賀過燕又驚又怒,狠了勁,甩了雷大姑娘一個巴掌:「賤人!」他急急地摳著自己的喉嚨,欲嘔出來。
雷大姑娘也不懼,撫著臉,笑道:「這藥,聽說是你們京城裡那些紈絝子弟最常用的一寸春。」
一寸春,一寸春,她一個鄉土賤人,哪裡曉得一寸春!賀過燕又驚又懼,知曉自己終是被人算計了。
他狠力一踢,將雷大姑娘踢下床去:「給我滾!」
雷大姑娘爬起來,撫了撫被賀過燕踢到的地方,冷然笑了笑,不再說話,兀自披了衣衫開門出去了。
卻說半個時辰前,聽風樓里,雷大姑娘咬牙與雷春低聲道:「你今日胡說些什麼?我哪懷了身孕?」
雷春不以為意地望著候在不遠處的如水,眸里蒙上一層說不清道不明的味道:「既沒有,你便不會真的揣上一個?」
雷大姑娘又氣又惱:「你胡扯些什麼?」
雷春的聲音中帶著一股冷意:「你以為別人不省得,你與那賀過燕,整日眉來眼去的。」
雷大姑娘被自己的弟弟戳穿了心思,一時說不出話來。
「既那條路不通,便從第二條路走。」少年的臉上,染了涼薄的神色。
他從懷裡掏出一個藥瓶來,遞給雷大姑娘:「以後,是榮華富貴或是貧寒,看你自己了。」
雷大姑娘看那藥瓶,只見上頭貼著一個標籤「一寸春」。
雷大姑娘出去之後,如水款款走進來,看著雷春道:「春哥哥,你可要歇息了?」
雷春拉著她的手,眉眼間俱是溫暖的笑意:「不急,我教你再練幾個字。」
少年纖長的手指,握著少女細白的手,一筆一划,在潔白的紙上寫下:「總然你富才華,高名分,誰不愛翠袖紅裙。」(1)
每寫一字,少年便柔聲在少女耳邊解釋著,到最後一個字落下,少女的粉腮,已然像天邊的彩霞,紅了半邊。
最後,少年靜靜地攏著少女單薄的身子,在她柔嫩的耳邊道:「從此以後,哥哥的心中只有你。」
少女眼神迷濛,喃喃道:「以後,我都聽春哥哥的。」
夜又長又濃,掩蓋了多少罪惡,又藏了多少人的悲傷。
用晚膳時,詠雪候在一旁,已經神思恍惚,不知所以了。她的雙眼仍舊腫著,儘管唇上掛著一絲微笑,卻是讓人看了越發的唏噓。
蘇雲落嘆了一聲,但沒說什麼。
待到了快歇下的時候,她才道:「今晚你便不要去耳房了,在暖榻上歇著罷。我腳踝還有些疼,怕晚上起夜不方便。」
詠雪愣了一下,才想起這是娘子的好心。娘子是怕她傷心過度,做些什麼不好的事情來罷。
她與蘇雲落笑了一笑:「娘子,我無事,你勿要擔憂。」
蘇雲落看著她,柔聲道:「我相信你。」
但待真正躺下的時候,她的淚水又忍不住涌了出來。但怕驚擾到娘子,到底是沒敢哭出聲來,只默默地擦著不斷湧出的淚水。伯年哥,太可憐了!她想起今日見到伯年哥死不瞑目的慘狀時,心中又是一陣顫抖。哭著哭著,她忽而想到,到底是何事,讓伯年哥尋了見短!少女擦乾淚水,腦子開始細細理起來。

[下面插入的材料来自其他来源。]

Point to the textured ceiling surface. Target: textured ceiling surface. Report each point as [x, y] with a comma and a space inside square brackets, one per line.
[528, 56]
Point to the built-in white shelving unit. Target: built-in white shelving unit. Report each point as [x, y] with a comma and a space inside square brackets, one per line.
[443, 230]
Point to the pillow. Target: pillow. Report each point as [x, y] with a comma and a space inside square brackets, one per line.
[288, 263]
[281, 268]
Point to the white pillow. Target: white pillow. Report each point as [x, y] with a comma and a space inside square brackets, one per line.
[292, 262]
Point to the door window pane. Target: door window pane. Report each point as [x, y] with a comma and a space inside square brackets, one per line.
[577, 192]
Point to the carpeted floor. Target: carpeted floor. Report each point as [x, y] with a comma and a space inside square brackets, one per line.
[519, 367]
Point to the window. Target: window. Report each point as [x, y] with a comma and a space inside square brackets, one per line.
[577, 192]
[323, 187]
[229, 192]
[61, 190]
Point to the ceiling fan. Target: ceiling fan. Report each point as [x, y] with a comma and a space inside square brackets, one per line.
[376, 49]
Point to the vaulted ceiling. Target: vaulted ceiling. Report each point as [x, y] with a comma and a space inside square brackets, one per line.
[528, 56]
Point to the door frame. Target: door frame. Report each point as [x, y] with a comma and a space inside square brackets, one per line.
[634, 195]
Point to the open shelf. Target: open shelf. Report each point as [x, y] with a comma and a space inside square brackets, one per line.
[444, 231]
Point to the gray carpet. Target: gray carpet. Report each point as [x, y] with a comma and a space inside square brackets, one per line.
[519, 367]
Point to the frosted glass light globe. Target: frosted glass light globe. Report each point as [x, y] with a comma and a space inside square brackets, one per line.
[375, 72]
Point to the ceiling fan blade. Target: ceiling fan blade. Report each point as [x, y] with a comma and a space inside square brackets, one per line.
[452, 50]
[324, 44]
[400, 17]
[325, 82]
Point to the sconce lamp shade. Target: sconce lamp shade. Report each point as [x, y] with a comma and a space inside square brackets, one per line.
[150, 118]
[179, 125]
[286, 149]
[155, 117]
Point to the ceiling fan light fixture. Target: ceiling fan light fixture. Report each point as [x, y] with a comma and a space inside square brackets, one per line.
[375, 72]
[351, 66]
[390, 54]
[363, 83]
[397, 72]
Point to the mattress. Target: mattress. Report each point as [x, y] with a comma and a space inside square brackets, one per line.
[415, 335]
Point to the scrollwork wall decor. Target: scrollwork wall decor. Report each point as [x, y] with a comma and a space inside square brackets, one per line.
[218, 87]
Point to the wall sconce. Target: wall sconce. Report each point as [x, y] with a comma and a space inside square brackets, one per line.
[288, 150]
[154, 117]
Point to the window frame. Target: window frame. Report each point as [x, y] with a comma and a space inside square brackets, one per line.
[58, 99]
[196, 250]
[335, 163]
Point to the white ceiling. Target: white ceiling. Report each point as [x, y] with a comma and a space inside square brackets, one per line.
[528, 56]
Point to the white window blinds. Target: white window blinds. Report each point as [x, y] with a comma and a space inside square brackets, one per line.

天見曉白,余嫂子冷得發抖,被人踢出去時,已經許久滴水未沾了。
「呸。」她狠狠地吐了一口唾沫,攏了攏又髒又臭的衣衫,縮著腦袋往家走去。
定然是伯年將事情做成了,她才得以放出來。哼,自己那般聰慧的兒子幫他們做事,價格哪能與她一樣,她以後定要向那黃三討五十兩,不,討一百兩的銀錢!
再轉個彎,便是她家的房子了。余嫂子又冷又餓,想起家中還有一隻雞,不由得咽了咽口水,加快了腳步。

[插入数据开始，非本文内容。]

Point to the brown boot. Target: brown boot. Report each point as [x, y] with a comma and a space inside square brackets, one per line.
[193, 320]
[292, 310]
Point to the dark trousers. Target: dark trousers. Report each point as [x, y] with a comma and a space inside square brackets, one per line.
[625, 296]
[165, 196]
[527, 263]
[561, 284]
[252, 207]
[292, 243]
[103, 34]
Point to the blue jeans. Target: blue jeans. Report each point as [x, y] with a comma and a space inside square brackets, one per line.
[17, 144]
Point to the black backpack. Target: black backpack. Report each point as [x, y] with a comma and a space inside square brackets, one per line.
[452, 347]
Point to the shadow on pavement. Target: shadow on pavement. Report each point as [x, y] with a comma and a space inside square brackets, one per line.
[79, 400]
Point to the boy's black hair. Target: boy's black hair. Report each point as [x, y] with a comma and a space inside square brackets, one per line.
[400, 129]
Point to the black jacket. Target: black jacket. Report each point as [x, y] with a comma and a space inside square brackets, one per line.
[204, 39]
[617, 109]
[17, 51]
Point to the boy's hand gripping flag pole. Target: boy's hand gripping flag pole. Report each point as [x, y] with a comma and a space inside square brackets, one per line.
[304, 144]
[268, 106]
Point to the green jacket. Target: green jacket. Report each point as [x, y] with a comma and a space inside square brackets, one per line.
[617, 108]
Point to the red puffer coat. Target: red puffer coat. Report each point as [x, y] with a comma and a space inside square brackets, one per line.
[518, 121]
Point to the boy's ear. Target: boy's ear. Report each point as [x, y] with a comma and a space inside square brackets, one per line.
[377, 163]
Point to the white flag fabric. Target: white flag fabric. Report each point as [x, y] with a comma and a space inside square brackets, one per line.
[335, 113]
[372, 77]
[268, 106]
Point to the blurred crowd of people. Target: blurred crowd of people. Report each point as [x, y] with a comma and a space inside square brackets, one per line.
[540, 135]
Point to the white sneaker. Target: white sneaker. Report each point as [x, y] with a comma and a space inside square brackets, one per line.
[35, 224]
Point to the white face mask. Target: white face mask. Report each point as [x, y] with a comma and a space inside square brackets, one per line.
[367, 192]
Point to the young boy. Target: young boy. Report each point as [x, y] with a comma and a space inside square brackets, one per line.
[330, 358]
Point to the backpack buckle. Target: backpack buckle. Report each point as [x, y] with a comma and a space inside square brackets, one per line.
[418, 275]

院門卻大敞著,地上還撒著一些紙錢。莫不是那邊又來撒野了?
余嫂子火氣頓時直衝腦門,她一個箭步躥進去,正要叉著腰怒罵,忽而見院子中間放了一口黑漆漆的棺材。兩個身強力壯的男人正面無表情地看著她。
道理是站在她這邊的!余嫂子才不怕,正要開口怒罵,哪個晦氣的將棺材放她家?其中一個男人忽而大聲道:「你是張伯年的娘?」
「是!」她理直氣壯。
男人朝棺材一指:「張伯年飲毒自殺而亡,你認一下屍體。」
什麼?!她的兒子,張伯年死了?怎麼可能?她的兒子,以後是要做狀元,當大官的。這些人莫不是想詐她?她可沒有錢!余嫂子用看怪物的目光看著他,上前兩步,扒在棺材上。

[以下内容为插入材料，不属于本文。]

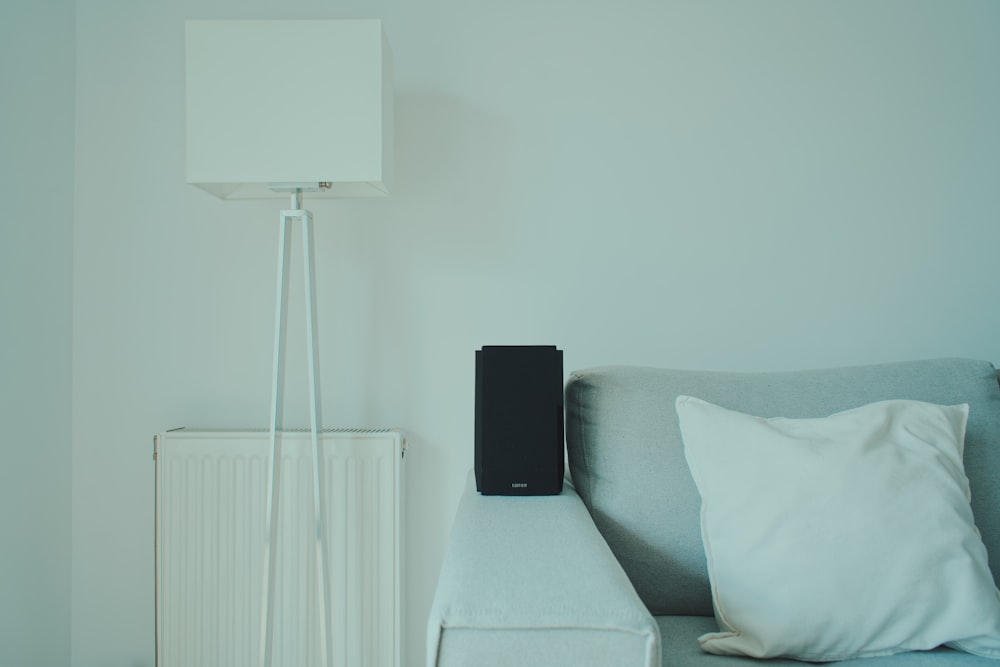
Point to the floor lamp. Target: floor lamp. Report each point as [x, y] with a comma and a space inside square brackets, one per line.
[287, 109]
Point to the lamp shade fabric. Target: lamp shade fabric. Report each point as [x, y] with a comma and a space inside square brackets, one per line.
[280, 102]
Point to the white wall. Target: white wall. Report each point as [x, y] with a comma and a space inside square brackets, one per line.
[713, 184]
[36, 254]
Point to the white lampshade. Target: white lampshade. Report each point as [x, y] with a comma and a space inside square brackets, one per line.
[278, 102]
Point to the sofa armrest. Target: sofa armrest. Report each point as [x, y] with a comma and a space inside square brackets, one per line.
[529, 580]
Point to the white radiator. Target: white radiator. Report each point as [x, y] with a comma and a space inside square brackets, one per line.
[211, 496]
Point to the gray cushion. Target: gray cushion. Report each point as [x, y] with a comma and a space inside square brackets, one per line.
[627, 462]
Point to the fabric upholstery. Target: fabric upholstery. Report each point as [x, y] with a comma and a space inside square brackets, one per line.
[528, 580]
[840, 537]
[627, 462]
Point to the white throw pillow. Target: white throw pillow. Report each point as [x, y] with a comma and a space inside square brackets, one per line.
[841, 537]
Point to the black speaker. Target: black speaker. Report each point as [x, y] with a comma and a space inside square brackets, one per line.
[519, 420]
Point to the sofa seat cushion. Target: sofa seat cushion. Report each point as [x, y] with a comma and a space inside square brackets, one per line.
[680, 634]
[840, 537]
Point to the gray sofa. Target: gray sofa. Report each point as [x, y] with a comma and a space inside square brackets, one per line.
[613, 571]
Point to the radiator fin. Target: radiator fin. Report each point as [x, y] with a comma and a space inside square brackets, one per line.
[211, 500]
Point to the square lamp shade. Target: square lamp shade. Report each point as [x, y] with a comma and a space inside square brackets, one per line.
[273, 104]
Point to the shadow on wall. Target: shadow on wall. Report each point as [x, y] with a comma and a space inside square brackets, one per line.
[453, 180]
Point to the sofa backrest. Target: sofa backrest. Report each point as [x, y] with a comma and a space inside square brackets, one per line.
[626, 457]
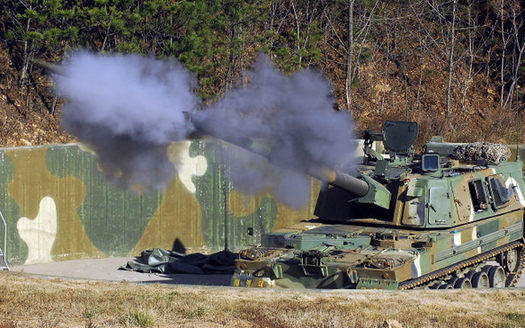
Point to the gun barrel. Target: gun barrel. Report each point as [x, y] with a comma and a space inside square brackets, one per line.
[345, 181]
[49, 67]
[342, 180]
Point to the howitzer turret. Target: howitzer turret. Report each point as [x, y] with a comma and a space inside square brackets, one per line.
[438, 220]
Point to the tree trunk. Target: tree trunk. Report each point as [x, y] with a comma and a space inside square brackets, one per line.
[349, 58]
[451, 58]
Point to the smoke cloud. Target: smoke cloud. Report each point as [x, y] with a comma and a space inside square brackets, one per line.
[129, 108]
[290, 121]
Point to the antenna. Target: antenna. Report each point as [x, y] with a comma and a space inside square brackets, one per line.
[517, 123]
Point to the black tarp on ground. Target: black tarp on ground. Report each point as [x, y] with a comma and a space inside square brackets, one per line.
[160, 260]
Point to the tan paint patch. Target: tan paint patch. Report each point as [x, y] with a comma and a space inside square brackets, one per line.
[32, 182]
[187, 167]
[39, 233]
[241, 205]
[177, 217]
[287, 216]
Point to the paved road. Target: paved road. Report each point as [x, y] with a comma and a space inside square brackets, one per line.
[107, 269]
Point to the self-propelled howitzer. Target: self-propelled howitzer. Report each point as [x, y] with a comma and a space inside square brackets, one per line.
[451, 217]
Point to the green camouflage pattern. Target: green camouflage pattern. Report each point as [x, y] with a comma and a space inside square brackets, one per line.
[426, 221]
[59, 206]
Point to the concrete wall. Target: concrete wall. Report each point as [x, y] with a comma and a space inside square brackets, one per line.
[59, 206]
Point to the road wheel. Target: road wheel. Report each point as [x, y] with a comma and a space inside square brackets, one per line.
[511, 259]
[463, 283]
[496, 277]
[480, 280]
[446, 286]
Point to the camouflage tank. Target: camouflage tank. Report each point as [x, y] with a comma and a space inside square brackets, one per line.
[451, 217]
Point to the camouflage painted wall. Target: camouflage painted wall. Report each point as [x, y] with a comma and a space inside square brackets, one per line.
[58, 206]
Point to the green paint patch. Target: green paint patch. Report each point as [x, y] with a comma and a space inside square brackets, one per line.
[114, 218]
[220, 226]
[16, 248]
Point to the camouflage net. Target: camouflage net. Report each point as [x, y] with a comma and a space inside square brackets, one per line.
[481, 151]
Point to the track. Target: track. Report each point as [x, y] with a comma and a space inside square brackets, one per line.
[510, 281]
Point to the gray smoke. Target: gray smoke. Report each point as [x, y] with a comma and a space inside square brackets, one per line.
[290, 122]
[129, 108]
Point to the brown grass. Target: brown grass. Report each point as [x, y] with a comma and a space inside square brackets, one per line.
[31, 302]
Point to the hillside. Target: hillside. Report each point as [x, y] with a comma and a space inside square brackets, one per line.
[453, 67]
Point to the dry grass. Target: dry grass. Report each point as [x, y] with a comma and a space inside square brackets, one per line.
[30, 302]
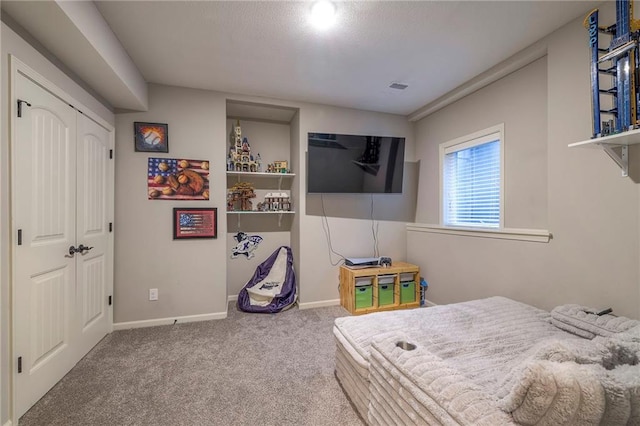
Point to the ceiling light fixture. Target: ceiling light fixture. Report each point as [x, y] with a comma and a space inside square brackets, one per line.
[399, 86]
[323, 14]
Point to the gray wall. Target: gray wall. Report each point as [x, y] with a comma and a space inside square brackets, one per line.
[577, 194]
[190, 275]
[13, 44]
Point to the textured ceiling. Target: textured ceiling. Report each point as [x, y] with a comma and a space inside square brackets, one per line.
[268, 48]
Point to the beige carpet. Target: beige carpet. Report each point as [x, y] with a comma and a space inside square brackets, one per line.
[248, 369]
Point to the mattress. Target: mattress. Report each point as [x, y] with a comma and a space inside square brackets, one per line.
[481, 340]
[418, 388]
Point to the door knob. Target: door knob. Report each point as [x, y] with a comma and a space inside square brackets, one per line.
[80, 249]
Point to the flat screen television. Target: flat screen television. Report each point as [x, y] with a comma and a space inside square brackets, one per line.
[354, 163]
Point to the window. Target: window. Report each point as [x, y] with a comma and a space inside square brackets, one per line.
[471, 169]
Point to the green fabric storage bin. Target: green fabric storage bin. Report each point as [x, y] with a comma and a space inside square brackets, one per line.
[407, 292]
[364, 296]
[385, 289]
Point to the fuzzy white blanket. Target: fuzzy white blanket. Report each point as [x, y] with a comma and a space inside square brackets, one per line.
[478, 361]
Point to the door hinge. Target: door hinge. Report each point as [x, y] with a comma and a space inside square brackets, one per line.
[20, 102]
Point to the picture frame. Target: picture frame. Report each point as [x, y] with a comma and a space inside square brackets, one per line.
[151, 137]
[195, 222]
[177, 179]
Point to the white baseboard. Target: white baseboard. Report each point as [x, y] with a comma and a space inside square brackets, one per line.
[167, 321]
[321, 304]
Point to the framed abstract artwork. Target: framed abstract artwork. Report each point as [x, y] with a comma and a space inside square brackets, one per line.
[151, 137]
[196, 222]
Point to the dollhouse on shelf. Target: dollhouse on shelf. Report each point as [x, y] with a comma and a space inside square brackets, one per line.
[240, 158]
[275, 202]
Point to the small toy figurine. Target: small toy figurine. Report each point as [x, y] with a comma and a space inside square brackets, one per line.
[240, 152]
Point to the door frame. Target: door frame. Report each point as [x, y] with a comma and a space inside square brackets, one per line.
[20, 68]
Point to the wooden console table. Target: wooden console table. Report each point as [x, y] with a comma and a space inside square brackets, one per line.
[348, 288]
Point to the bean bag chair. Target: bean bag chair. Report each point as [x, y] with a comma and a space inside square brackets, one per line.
[273, 285]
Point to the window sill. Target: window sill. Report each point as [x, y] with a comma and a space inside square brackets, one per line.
[532, 235]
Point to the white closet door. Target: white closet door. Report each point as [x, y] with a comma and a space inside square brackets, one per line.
[93, 186]
[44, 196]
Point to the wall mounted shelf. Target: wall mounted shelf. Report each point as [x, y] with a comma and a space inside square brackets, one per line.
[609, 144]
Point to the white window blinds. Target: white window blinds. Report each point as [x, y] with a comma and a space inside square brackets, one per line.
[471, 183]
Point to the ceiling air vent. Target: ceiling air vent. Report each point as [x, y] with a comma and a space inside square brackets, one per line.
[399, 86]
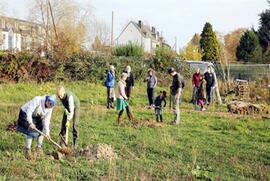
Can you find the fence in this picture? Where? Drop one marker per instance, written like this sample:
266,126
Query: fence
249,72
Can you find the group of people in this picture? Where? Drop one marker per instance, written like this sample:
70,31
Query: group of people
125,85
35,117
203,86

只見棺材裡,一個雙目圓睜,鼻口皆是黑血的少年靜靜地躺著。
「不!他不是伯年!」余嫂子後退兩步,跌坐在冷冰冰的地上。
片刻之後,她嚎著嗓子,哭了起來。
黃盛福作了個夢。
夢裡是一支官眷的隊伍,光是馬車便有好十幾輛,隨車的丫鬟穿戴皆不菲,一看便是大戶人家的。
他躲在路邊,旁邊是王大智。
王大智早就蠢蠢欲動了:「福爺,上不上?」
自是還不能上。那頭還沒有舉旗子呢。光是靠王大智這幫烏合之眾,哪能將那數十個護衛給滅了。
不過,本來這事兒,他就是個無關緊要的。若不是那位想要造成車隊是被土匪劫了的模樣,哪能輪到他。
須臾,那頭悄悄地舉起一面旗子。
王大智領著那幫人沖了出去,他則繼續躲在後面觀看。
忽而王大智又折返回來,身上還中了一支箭,口吐血沫,叫他:「福爺,救我啊!」
黃盛福猛然一驚,一激靈,腦袋撞在車壁上,鈍鈍的疼。
外頭有人聽得動靜,問他:「福爺?」
他摸摸腦袋,問:「到哪了?」
那人答道:「再有半個時辰,估計便能回到靈石鎮了。」
黃盛福舒了一口氣,一顆心放了下來。
他沒想到,回到靈石鎮後,竟然看到被他費了一番心思弄到府城去的三女兒不僅在家中,還闖了大禍。